Der Widerstand des HELMUTH HÜBENER
„Landesverräter hingerichtet“ – unter dieser Überschrift berichtete am 28. Oktober 1942 der „Hamburger Anzeiger“ darüber, dass am Vortage wegen „Vorbereitung zum Hochverrat und landesverräterischer Feindbegünstigung“ der Verwaltungslehrling beim Sozialamt der Stadt Hamburg, HELMUTH HÜBENER, hingerichtet worden sei. Die öffentlichen Mitteilungen über vollstreckte Todesurteile von Gegnern des NS-Regimes waren nichts Außergewöhnliches mehr. Bei der Meldung vom 28. Oktober gab es trotzdem zwei Tatsachen, die aufhorchen ließen. Der Angeklagte war Mitglied der Hitlerjugend und hatte das laut Nazi-Gesetzgebung für ein derartiges Strafmaß erforderliche Alter von 18 Jahren noch nicht erreicht.
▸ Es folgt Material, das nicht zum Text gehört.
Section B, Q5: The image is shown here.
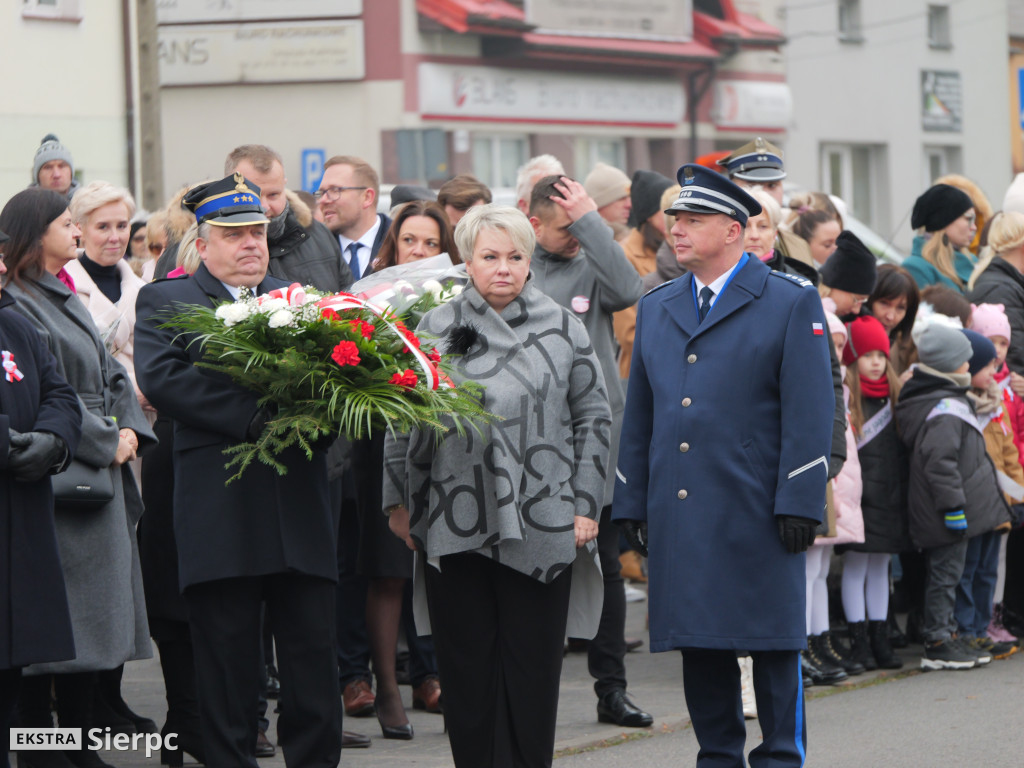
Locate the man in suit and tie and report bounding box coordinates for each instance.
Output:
[613,165,834,767]
[134,173,342,768]
[316,155,391,280]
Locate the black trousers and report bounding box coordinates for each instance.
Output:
[682,648,806,768]
[184,573,341,768]
[0,668,20,768]
[588,504,627,697]
[425,553,572,768]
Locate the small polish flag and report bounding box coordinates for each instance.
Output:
[812,322,824,336]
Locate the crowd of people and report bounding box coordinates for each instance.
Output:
[3,129,1024,768]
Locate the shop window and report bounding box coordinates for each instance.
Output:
[396,129,449,185]
[821,143,885,229]
[928,5,952,49]
[22,0,82,20]
[574,138,626,179]
[471,135,528,190]
[838,0,863,43]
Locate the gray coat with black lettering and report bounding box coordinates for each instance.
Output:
[896,368,1010,549]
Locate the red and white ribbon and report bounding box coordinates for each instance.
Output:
[315,290,443,391]
[2,351,24,383]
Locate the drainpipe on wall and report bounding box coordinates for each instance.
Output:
[121,0,136,200]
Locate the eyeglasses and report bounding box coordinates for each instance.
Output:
[314,186,368,203]
[148,243,166,255]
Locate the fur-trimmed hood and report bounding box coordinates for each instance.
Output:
[285,189,313,228]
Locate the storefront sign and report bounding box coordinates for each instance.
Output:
[524,0,691,40]
[158,21,364,85]
[921,70,962,132]
[156,0,361,24]
[712,81,792,131]
[418,63,685,127]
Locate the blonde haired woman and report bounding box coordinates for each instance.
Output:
[970,211,1024,375]
[903,183,977,293]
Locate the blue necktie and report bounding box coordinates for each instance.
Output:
[698,286,715,323]
[347,242,361,277]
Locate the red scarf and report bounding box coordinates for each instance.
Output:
[860,374,889,398]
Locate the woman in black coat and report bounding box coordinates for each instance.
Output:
[0,226,83,768]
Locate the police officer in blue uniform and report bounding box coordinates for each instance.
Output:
[612,165,834,767]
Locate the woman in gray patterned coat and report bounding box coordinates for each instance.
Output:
[0,189,156,768]
[383,204,610,768]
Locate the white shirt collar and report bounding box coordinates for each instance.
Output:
[692,257,744,308]
[338,215,382,276]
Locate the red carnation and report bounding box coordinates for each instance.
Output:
[390,369,418,389]
[321,308,340,322]
[349,319,375,339]
[403,330,421,349]
[331,340,361,367]
[428,347,441,364]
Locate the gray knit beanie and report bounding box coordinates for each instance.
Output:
[916,323,972,374]
[33,134,74,183]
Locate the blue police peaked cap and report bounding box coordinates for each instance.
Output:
[183,173,268,227]
[665,164,762,227]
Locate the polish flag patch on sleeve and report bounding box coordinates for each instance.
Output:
[812,322,824,335]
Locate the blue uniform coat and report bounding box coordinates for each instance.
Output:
[612,257,834,651]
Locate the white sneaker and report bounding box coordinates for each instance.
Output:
[739,656,757,719]
[624,584,647,603]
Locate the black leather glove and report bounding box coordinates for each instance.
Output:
[776,515,818,554]
[8,429,68,482]
[246,408,272,442]
[617,519,648,558]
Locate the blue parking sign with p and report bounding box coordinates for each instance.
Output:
[302,149,326,193]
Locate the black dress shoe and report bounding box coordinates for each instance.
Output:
[596,689,653,728]
[342,730,371,748]
[265,665,281,700]
[255,730,276,758]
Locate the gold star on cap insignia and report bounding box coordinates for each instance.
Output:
[234,195,240,203]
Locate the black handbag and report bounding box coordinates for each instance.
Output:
[51,459,114,509]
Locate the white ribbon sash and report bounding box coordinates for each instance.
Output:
[856,402,892,450]
[925,397,983,435]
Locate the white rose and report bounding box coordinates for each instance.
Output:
[448,285,463,296]
[261,297,288,313]
[216,303,252,326]
[267,309,295,328]
[421,279,444,297]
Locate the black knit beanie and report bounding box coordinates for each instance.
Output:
[911,184,973,232]
[629,170,674,228]
[819,231,877,295]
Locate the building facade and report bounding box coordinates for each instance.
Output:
[155,0,792,202]
[779,0,1011,252]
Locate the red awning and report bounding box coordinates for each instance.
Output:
[518,32,720,65]
[694,9,786,47]
[416,0,530,36]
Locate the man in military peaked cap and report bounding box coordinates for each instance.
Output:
[614,164,834,767]
[134,173,343,768]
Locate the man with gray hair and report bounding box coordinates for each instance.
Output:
[516,154,566,214]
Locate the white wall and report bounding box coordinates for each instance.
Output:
[0,2,130,206]
[782,0,1010,251]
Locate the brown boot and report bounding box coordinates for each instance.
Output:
[619,551,647,583]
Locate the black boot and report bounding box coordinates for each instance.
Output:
[155,637,205,767]
[801,637,847,685]
[846,621,878,671]
[54,673,114,768]
[94,666,158,735]
[813,632,865,676]
[868,620,904,669]
[887,608,909,649]
[17,676,75,768]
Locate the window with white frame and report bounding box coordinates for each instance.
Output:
[922,146,962,189]
[471,135,528,190]
[821,143,884,228]
[574,138,626,179]
[838,0,863,42]
[22,0,82,21]
[928,5,951,49]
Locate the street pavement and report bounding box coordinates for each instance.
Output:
[55,582,1024,767]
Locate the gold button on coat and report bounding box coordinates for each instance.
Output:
[682,398,692,407]
[679,443,689,452]
[687,354,697,363]
[677,489,688,499]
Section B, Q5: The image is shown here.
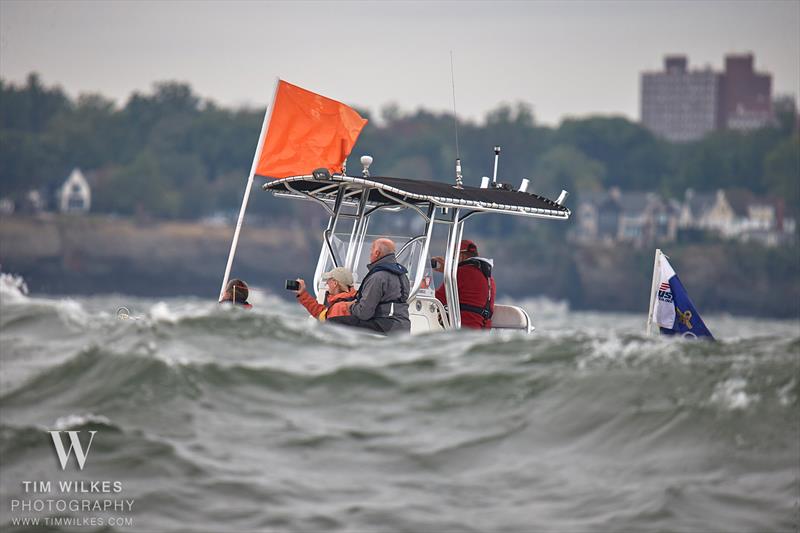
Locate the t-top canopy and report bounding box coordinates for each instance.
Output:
[263,174,570,219]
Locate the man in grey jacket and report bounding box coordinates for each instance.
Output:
[328,238,411,334]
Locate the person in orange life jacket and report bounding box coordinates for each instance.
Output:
[431,239,496,329]
[219,279,253,309]
[327,238,411,334]
[293,267,357,321]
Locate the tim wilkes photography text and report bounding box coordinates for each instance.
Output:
[7,430,135,528]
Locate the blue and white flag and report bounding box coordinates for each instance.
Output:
[649,250,714,339]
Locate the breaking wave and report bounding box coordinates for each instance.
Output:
[1,276,798,532]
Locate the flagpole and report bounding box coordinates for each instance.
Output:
[218,77,280,301]
[645,248,662,336]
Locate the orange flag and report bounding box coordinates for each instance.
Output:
[255,80,368,179]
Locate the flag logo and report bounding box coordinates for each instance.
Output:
[676,307,693,329]
[658,282,673,303]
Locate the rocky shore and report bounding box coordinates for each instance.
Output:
[1,215,797,318]
[0,214,313,298]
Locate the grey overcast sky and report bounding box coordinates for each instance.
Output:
[1,0,798,125]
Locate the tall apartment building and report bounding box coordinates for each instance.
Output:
[641,54,774,142]
[641,56,719,142]
[720,54,773,131]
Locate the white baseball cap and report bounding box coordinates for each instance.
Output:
[322,267,354,287]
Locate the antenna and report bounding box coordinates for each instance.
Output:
[450,51,463,188]
[492,145,501,185]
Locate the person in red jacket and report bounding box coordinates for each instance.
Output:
[294,267,357,321]
[431,240,496,329]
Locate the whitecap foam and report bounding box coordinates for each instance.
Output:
[0,272,29,302]
[576,330,687,370]
[54,298,93,328]
[146,300,221,324]
[0,272,96,330]
[53,413,112,430]
[710,377,760,410]
[149,301,180,323]
[777,378,796,407]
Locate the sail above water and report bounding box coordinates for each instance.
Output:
[647,249,714,339]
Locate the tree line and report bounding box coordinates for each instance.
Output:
[1,73,797,220]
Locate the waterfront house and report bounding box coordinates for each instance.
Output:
[574,188,677,246]
[680,189,736,235]
[681,188,795,245]
[58,168,91,213]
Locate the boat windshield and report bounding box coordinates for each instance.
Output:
[318,233,433,294]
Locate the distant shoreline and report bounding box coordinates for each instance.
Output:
[1,214,797,319]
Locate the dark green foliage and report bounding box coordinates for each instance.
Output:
[1,74,797,220]
[553,117,669,190]
[763,136,800,210]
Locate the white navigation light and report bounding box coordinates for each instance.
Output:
[480,176,490,189]
[360,155,373,177]
[519,178,529,193]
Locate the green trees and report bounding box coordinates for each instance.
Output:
[763,136,800,209]
[0,74,72,196]
[553,117,669,190]
[1,73,797,219]
[536,145,605,194]
[0,78,267,217]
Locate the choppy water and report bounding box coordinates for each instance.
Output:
[0,274,798,532]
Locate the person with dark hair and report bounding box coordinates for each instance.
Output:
[431,239,495,329]
[328,238,411,334]
[219,279,252,309]
[293,267,357,321]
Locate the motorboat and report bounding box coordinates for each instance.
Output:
[219,79,571,334]
[262,159,570,334]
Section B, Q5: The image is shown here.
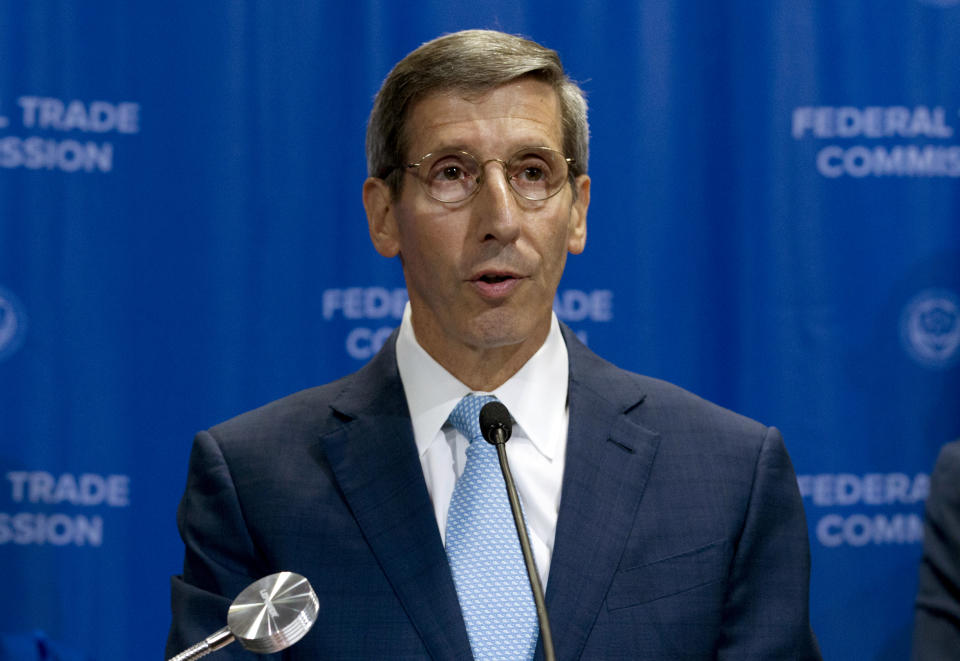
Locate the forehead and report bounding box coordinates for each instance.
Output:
[403,79,563,158]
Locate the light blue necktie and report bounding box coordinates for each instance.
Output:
[445,393,538,661]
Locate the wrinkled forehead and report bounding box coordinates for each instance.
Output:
[401,80,564,160]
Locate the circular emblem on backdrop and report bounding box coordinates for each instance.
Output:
[0,286,28,362]
[900,289,960,369]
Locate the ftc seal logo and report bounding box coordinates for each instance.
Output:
[900,289,960,369]
[0,286,27,362]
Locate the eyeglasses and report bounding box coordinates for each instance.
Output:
[402,147,575,203]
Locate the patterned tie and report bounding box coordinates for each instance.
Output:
[445,393,539,661]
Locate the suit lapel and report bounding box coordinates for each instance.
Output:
[541,327,661,660]
[315,327,660,660]
[319,336,472,660]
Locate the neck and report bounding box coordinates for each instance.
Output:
[444,343,541,392]
[411,318,551,392]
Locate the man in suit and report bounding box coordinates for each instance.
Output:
[167,30,820,659]
[912,440,960,659]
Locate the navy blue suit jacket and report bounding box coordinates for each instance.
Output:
[166,327,820,659]
[912,440,960,660]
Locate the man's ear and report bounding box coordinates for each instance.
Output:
[567,174,589,255]
[363,177,400,257]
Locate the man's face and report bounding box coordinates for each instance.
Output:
[364,78,589,376]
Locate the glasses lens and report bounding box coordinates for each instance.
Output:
[507,148,569,200]
[418,151,480,202]
[410,147,571,202]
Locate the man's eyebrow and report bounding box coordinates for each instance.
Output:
[417,143,473,155]
[414,142,562,159]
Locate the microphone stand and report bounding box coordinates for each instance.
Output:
[489,426,556,661]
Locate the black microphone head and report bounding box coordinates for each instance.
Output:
[479,401,513,446]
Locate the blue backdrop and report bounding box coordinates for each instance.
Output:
[2,2,959,658]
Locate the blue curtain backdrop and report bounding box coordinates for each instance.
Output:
[2,2,959,658]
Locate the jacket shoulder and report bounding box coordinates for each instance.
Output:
[211,379,343,438]
[564,326,771,447]
[206,331,403,447]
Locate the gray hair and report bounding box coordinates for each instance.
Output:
[365,29,589,194]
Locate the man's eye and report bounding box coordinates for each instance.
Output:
[440,166,463,180]
[429,159,469,181]
[521,166,545,181]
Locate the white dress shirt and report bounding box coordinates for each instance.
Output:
[394,303,569,587]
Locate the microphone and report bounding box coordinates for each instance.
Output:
[168,572,319,660]
[479,401,512,445]
[478,402,556,661]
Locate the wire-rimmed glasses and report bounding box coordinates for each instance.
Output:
[403,147,575,203]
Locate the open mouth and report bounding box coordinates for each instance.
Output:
[471,271,522,299]
[478,274,513,284]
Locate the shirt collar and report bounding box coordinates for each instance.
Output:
[395,303,569,461]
Der zweite Senat des Volksgerichtshofes hatte sich am 11. August 1942 trotzdem für das Todesurteil entschieden. Für diese „Außergewöhnliche Entscheidung“ ist in dem Urteil eine ausführliche Begründung gegeben:
„Hübener, der von dem Zeugen Mons als ausgezeichneter und verlässlicher Mitarbeiter bezeichnet wurde, hat in der Hauptverhandlung eine weit über den Durchschnitt von Jungen seines Alters stehende Intelligenz gezeigt. … Auch die Überprüfung seines allgemeinen Wissens, seiner politischen Kenntnisse und seine Urteilsfähigkeit sowie sein Auftreten vor Gericht und sein Gehaben ergaben durchweg das Bild eines geistig längst der Jugendlichkeit entwachsenen frühreifen jungen Mannes. Dafür, daß demgegenüber seine sittliche Reife zurückgeblieben wäre, haben sich keinerlei Anhaltspunkte ergeben. Es lassen sich auch in dem Hergang der Tat keine Merkmale finden, die für die Tat eines noch nicht ausgereiften Jugendlichen sprechen. Damit war der Angeklagte wie ein Erwachsener zu bestrafen.“
Welche Tatsachen bewogen die NS-Richter zu einem derartigen Mordurteil?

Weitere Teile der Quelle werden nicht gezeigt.